On one end of the spectrum, countries like China and South Korea seemingly collect their citizens’ entire digital footprints. Similarly, in Singapore, it is compulsory for residents to download contact-tracing applications to be able to access public places such as workplaces, schools and malls.

On the other end, countries like the United States make use of private-sector based applications that are completely voluntary, requiring the consent of the individual. Likewise in Germany, Switzerland and Estonia, the contact-tracing applications adopted use fully anonymised data, and are therefore less privacy-invasive.

Correspondingly, data privacy and protection laws vary from territory to territory. Since the start of the pandemic, many legislators have been pressured to override existing data regulations to cope with the spiralling infections.

``In the event of a Covid-19 case, relevant personal data can be collected, used and disclosed without consent during this period to carry out contact tracing and other response measures, as this is necessary to respond to an emergency that threatens the life, health or safety of other individuals.``

From Personal Data Protection Commission, Singapore

Now that countries are entering into the endemic stage, policymakers again need to review such laws amidst citizen demands for greater data privacy and protection. In this article, we discuss:

  • What exactly constitutes data privacy and why is it important
  • The debate surrounding data privacy versus public health
  • Erosion of trust caused by data collection and use
  • Key considerations for data privacy as we move towards a ‘new normal’

Data (or Information) Privacy

What is Data Privacy?

In simple terms, data privacy is concerned with the proper handling and protection of critical personal information. This is also known as personally identifiable information (PII) and personal health information (PHI), which includes credit information, medical records and social security numbers, among other things.

Data privacy therefore involves several aspects, as illustrated in the figure below.

Key Components of Data Privacy. Source: Future-Moves Group

Why is it Important?

According to the United Nations, privacy is considered a fundamental human right. Data privacy is important because personal data can be misused if not kept private. Recognising this, almost all countries and territorial regions have established rules governing the collection and handling of personal data.

These laws protect individuals from privacy infringements, identity theft, fraud, uninvited surveillance, and unwanted marketing and advertising. For example, the European Union has initiated the General Data Protection Regulation (GDPR) while ASEAN has introduced the Framework on Personal Data Protection.
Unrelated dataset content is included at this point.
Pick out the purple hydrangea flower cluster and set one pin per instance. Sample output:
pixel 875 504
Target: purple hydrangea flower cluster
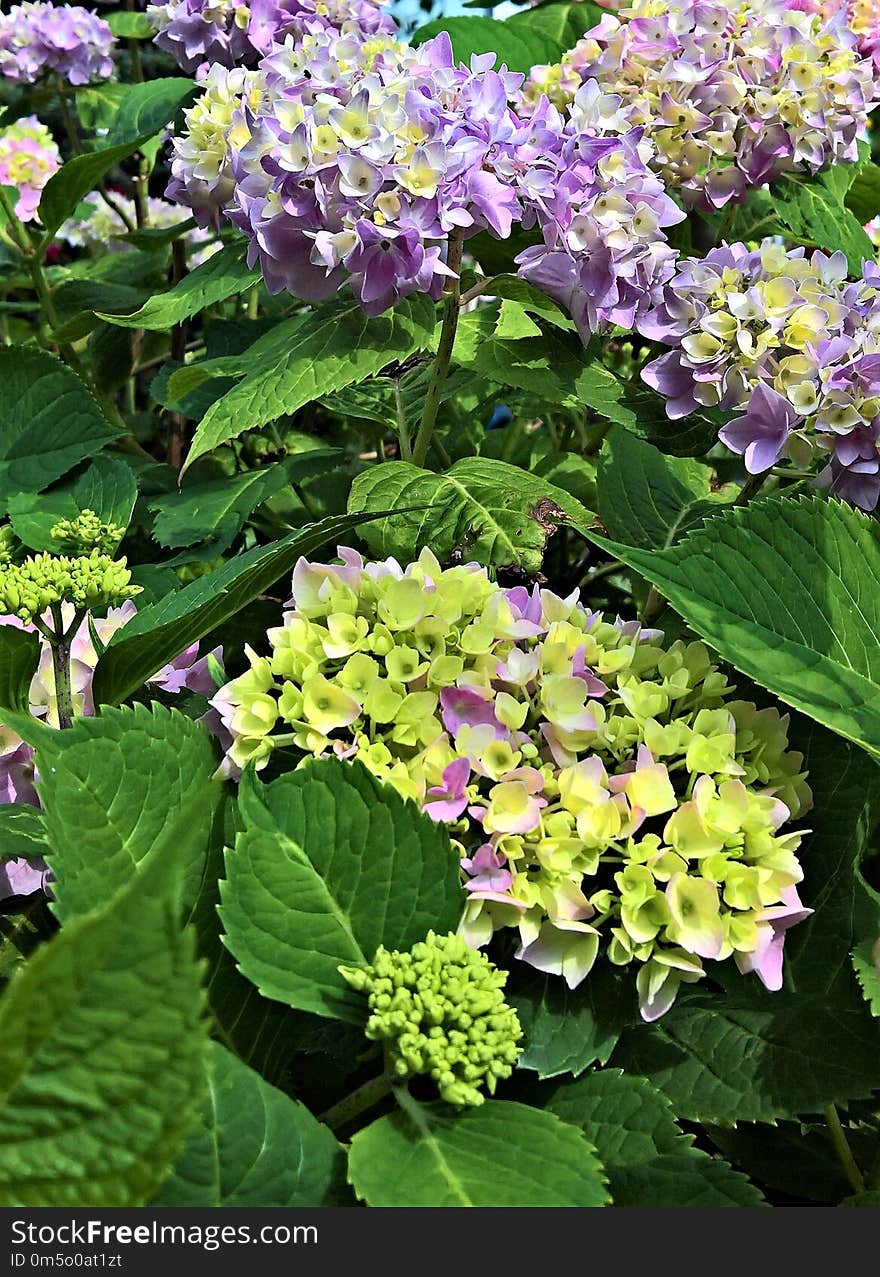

Moreover, in today’s digital economy, individuals must trust that their personal data will be handled with care before they are willing to engage online. Likewise, during a pandemic, individuals may be willing to surrender personal data only if it is used for the sole purpose of fighting the novel coronavirus.

Data Privacy vs Public Health – Irreconcilable?
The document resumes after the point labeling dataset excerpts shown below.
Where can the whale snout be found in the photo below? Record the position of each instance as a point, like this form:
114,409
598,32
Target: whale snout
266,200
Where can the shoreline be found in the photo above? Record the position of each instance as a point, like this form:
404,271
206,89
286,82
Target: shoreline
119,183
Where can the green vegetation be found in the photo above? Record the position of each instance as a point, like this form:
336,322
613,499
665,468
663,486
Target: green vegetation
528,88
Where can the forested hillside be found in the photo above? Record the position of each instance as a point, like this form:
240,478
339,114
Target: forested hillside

Data is Critical During a Pandemic

It is important to note that one’s right to data privacy is not absolute. There will be circumstances – such as during a pandemic – where public health is given greater priority over individual rights.

In managing a complex emergency like Covid-19, governments rely heavily on real-time, varied and mass volumes of data to formulate effective policies. Therefore, data is extremely crucial in allowing us to have an accurate assessment of the current situation and make evidence-based predictions about the spread of the disease.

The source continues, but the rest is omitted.